The power of rest?

Rest is undervalued in our society. We reward and sanction overwork and personal neglect. In fact, some would say that our modern way of life is at odds with the design of our bodies and brains.

Writing in The Twenty-Four-Hour Society, physiologist Martin Moore-Ede makes an alarming claim:

At the heart of the problem is a fundamental conflict between the demands of our man-made civilization and the very design of the human brain and body… Our bodies were designed to hunt by day, sleep at night and never travel more than a few dozen miles from sunrise to sunset. Now we work and play at all hours, whisk off by jets to the far side of the globe, make life-or-death decisions or place orders on foreign stock exchanges in the wee hours of the morning. The pace of technological innovation is outstripping the ability of the human race to understand the consequences. We are machine-oriented in our thinking — focused on the optimization of technology and equipment — rather than human-centered — focused on the optimization of human alertness and performance (37).
To borrow the title of a book I recently heard about from a friend, we are not gadgets. Writes Wayne Muller (again quoted in The Power of Full Engagement):
The busier we are, the more important we seem to ourselves and, we imagine, to others. To be unavailable to our friends and family, to be unable to find time for the sunset (or even to know the sun has set at all), to whiz through our obligations without time for a mindful breath, this has become the model of a successful life (39).
This perspective, that we aren’t gadgets, is central to the Judeo-Christian religious tradition. Consider the words of the 23rd Psalm: “He makes me lie down in green pastures; He leads me beside still waters. He restores my soul.” As humans we have limitations. These creaturely limitations are not something that we can attempt to overcome without pretty serious repercussions.  

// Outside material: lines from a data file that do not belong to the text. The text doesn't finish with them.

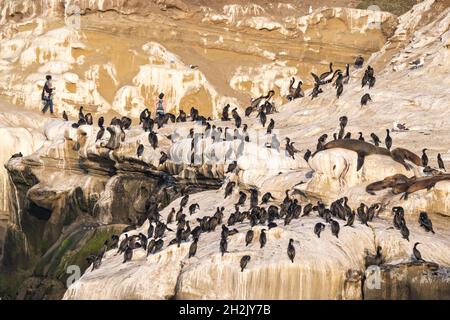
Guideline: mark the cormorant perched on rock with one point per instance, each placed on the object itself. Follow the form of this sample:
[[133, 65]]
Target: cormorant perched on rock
[[307, 155], [249, 237], [271, 126], [144, 115], [291, 150], [184, 201], [140, 150], [225, 111], [316, 91], [375, 139], [81, 114], [365, 98], [291, 250], [223, 245], [360, 138], [440, 162], [342, 124], [17, 155], [424, 158], [153, 139], [150, 247], [350, 219], [262, 238], [359, 61], [425, 222], [231, 167], [128, 254], [229, 188], [237, 120], [266, 198], [244, 262], [164, 157], [170, 216], [404, 231], [114, 241], [388, 140], [242, 198], [321, 141], [417, 253], [373, 260], [339, 90], [318, 228], [158, 245], [193, 248], [335, 228], [253, 198], [262, 117], [123, 244], [193, 207]]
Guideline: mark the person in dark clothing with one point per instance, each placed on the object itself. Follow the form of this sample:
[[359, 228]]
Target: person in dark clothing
[[47, 95]]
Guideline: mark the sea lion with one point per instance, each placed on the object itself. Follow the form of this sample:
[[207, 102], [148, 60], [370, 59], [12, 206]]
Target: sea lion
[[364, 149], [402, 184]]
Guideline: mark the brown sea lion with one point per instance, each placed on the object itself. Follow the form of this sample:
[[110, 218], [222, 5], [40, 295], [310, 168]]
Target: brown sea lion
[[388, 182], [402, 184], [364, 149]]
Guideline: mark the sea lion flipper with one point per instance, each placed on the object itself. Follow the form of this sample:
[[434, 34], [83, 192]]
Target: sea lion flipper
[[431, 185], [360, 161]]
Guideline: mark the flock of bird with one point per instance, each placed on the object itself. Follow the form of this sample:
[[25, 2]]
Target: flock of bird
[[264, 215]]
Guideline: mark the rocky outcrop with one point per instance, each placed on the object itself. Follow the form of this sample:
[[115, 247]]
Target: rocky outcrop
[[36, 41]]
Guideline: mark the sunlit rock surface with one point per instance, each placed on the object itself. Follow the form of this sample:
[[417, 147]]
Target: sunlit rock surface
[[205, 56], [108, 188]]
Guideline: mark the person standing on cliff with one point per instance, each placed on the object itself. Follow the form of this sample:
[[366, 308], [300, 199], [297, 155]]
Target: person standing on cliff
[[160, 105], [47, 95]]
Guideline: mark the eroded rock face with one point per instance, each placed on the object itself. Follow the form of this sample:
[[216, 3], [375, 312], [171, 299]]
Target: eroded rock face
[[42, 39], [80, 192], [409, 281]]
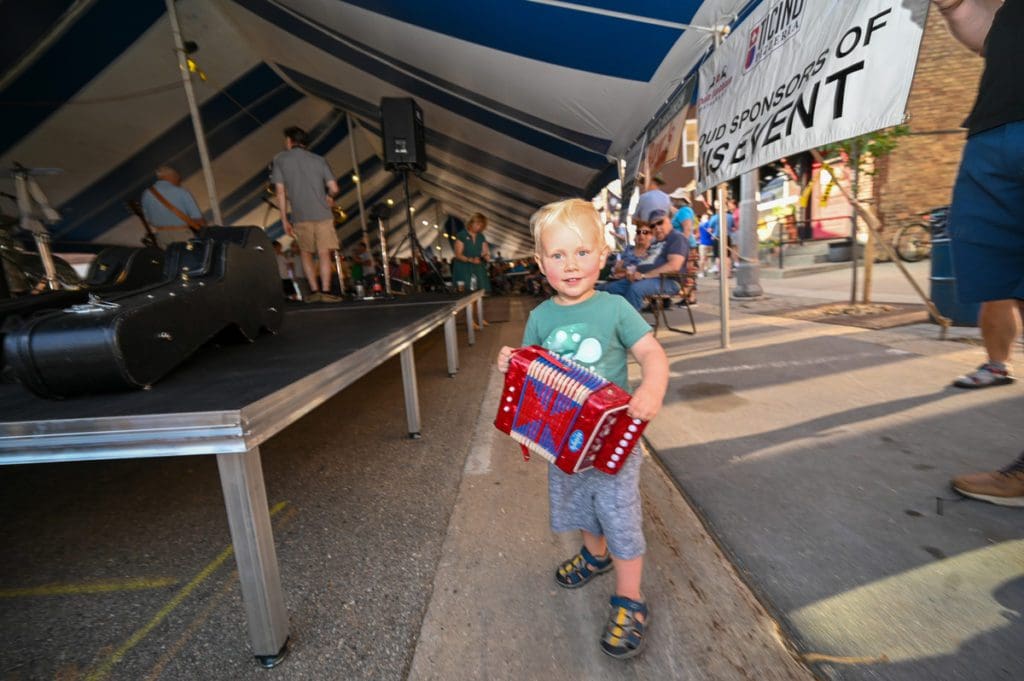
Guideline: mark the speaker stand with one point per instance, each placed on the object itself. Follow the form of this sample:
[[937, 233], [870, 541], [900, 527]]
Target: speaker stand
[[414, 243]]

One of those side effects is stress addiction, a very real risk for many people especially people in ministry. Stress causes our bodies to release stress hormones like adrenaline, noradrenaline, and cortisol. Over time the repeated experience of stress causes us to be unable to operate in any other way.
In fact, in Japan there is a phenomenon known as karoshi — death by overwork (41). The factors that lead to this being the cause of death include:
  • Extremely long hours that interfere with normal recovery and rest patterns
  • Night work that interferes with normal recovery and rest patterns
  • Working without holidays or breaks
  • High-pressure work without breaks
  • Extremely demanding physical labor and continuously stressful work

It’s interesting to note the only country in the world where workers work routinely work more hours than the Japanese is right here in the United States. 

In light of this, let me suggest five ways to reduce the amount of stress in your life:
  • At the end of your workday, turn off your computer and do not restart it until next morning.
  • Leave your iPhone in the car when you get home. If it’s not at hand, you won’t reach for it.
  • Create explicit boundaries with your co-workers about when you will and will not return their emails.
  • Find rituals that will allow you to unwind when you get home or before you go to bed (take a shower, read fiction, dim the lights)
  • Don’t drink caffeine after lunch – elect decaf coffee or caffeine free soda

It’s a crazy world out there…how do you manage your pace of life?